La prospérité andorrane s’est également consolidée grâce à une forte activité financière et à un cadre fiscal favorable à l’activité économique (alors que les cotisations sociales pèsent en moyenne sur l’employeur pour 26% dans le reste des pays européens, elles ne s’élève qu’à 13% en Andorre) et à la consommation de produits de luxe (importante zone de duty free).
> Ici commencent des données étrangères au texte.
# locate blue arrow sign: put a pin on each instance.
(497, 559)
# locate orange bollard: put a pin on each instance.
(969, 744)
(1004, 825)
Etroitement liée à la croissance de la France et surtout de l’Espagne du fait de sa configuration géographique, Andorre a bénéficié des effets positifs de la construction européenne sans toutefois être rattachée ni économiquement ni politiquement à l’Union européenne. Alors que le pays ne disposait pas de monnaie propre, il a adopté l’Euro comme monnaie nationale comme conséquence du passage du Franc et de la Peseta à la monnaie unique. Les relations économiques franco-andorranes sont quant à elles liées au désenclavement routier d’Andorre sur son flanc français. C’est dans ce cadre que les deux pays ont signé en 2000 un traité sur la rectification de leurs frontières, par lequel les deux pays ont convenu de s’échanger une parcelle de territoire de 1,5ha chacune et permettant à la Principauté de construire, sur la parcelle cédée par la France, le viaduc qui relie le tunnel d’Envalira à la RN22.
Corollairement, le ralentissement de l’activité économique de ses pays-voisins s’est inévitablement répercuté sur l’économie andorrane dont la croissance a atteint 2,5% en 2002, en recul de 0,7 points par rapport à 2001. Avec la baisse du flux de touristes en 2002 dont l’augmentation n’a été que de 1,4% en 2002 contre 3,3% en 2001, l’activité économique d’Andorre reste soutenue par le secteur de la construction qui en constitue depuis cinq années un de ses principaux piliers. Celle-ci montre en effet encore de bons signes de dynamisme avec la progression de l’investissement tant industriel qu’en biens d’équipement qui compte pour près d’un tiers de l’accroissement de ses importations.
De l’héritage structurel qu’elle a reçu de l’époque médiévale, la principauté d’Andorre a donc su s’affirmer comme un Etat souverain et moderne tout en conservant ses caractéristiques propres qui en font aujourd’hui un cas unique en Europe, d’autant plus qu’il est le seul Etat au monde de langue officielle catalane. C.H.